As someone who is very much a hobbyist in the world of 3D graphics, spending my spare time messing around in Unreal Engine and ShaderToy, I like to think that I have my ear to the ground about what games are using the very latest rendering technologies. So when I read a blog by Ubisoft (via Access The Animus on X), describing the implementation of neural texture compression in AC Mirage, I was genuinely caught out.
Up to now, I wasn’t aware of any game using it, and I’m a bit puzzled as to why Ubisoft has only now decided to talk about this. The company has done so in the past, at the 2024 GDC, but that was just about the tech in general and used Mirage as a demo for it. The presentation even has “Internal Tech Demo | Not Shipped | Not Future Update” plastered all over it. Yes, I am a bit slow to catch on.
Anyway, so what’s all this about? In short, it’s about replacing the use of multiple, high-resolution textures with a single, lower-resolution map and a small neural network. The replacement map looks a little bit like the original(s) but when it comes to using it, the engine runs the neural network to reconstruct material properties, such as how well it reflects, how rough the surface is, and so on.
The smaller map and the network take up far less VRAM and storage space than the original big ‘uns, and in the case of AC Mirage, where Ubisoft chose to apply it, the memory savings were as high as 30%.

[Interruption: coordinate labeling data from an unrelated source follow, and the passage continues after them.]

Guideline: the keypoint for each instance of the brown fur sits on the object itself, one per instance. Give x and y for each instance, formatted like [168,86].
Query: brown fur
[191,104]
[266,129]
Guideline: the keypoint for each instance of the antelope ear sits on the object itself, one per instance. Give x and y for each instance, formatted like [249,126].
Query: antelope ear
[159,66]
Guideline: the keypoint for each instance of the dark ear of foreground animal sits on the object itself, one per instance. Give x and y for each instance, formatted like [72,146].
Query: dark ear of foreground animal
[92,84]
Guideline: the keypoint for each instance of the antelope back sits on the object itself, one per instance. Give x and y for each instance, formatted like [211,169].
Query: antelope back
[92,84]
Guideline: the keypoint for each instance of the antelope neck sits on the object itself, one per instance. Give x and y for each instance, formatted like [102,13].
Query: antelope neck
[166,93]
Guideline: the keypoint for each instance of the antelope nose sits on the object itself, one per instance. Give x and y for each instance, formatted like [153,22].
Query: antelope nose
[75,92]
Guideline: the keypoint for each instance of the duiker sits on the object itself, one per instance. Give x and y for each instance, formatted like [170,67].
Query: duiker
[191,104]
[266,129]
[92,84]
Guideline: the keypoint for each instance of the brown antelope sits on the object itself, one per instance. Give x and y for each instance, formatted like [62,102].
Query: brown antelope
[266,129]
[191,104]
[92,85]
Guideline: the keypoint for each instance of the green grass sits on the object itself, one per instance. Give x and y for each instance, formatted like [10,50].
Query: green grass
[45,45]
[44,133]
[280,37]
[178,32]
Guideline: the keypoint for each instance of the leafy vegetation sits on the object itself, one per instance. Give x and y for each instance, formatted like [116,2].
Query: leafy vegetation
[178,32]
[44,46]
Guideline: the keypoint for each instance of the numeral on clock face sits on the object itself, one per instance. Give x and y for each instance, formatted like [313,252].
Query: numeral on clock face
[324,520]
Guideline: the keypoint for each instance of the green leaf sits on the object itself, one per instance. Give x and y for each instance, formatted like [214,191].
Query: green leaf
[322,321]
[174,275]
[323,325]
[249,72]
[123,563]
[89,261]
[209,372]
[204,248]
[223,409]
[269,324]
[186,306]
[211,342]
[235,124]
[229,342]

You don’t get something for nothing in the world of graphics, though, and when it comes to neural texture compression, all that fancy AI stuff requires a fair bit of compute. So much so that Ubisoft only “applied [it] selectively to a subset of assets, focusing on objects with high instance counts and significant memory pressure.”
Although the blog doesn’t explicitly mention them, the images suggest that Ubisoft is talking about objects such as trees, furniture, and buildings. The game will have relatively few variations of them, but a typical scene will still apply lots of them around (which is what ‘instances’ refers to here). They’ll all be using pretty much the same textures, so there will be a constant VRAM usage just for these objects.
Enter stage left, neural texture compression to cut down on that memory demand. Given the state of the DRAM and SSD market right now, you can bet your last dollar that a whole heap of game developers will be looking closely at what Ubisoft has done to see if it can help out in their games, too.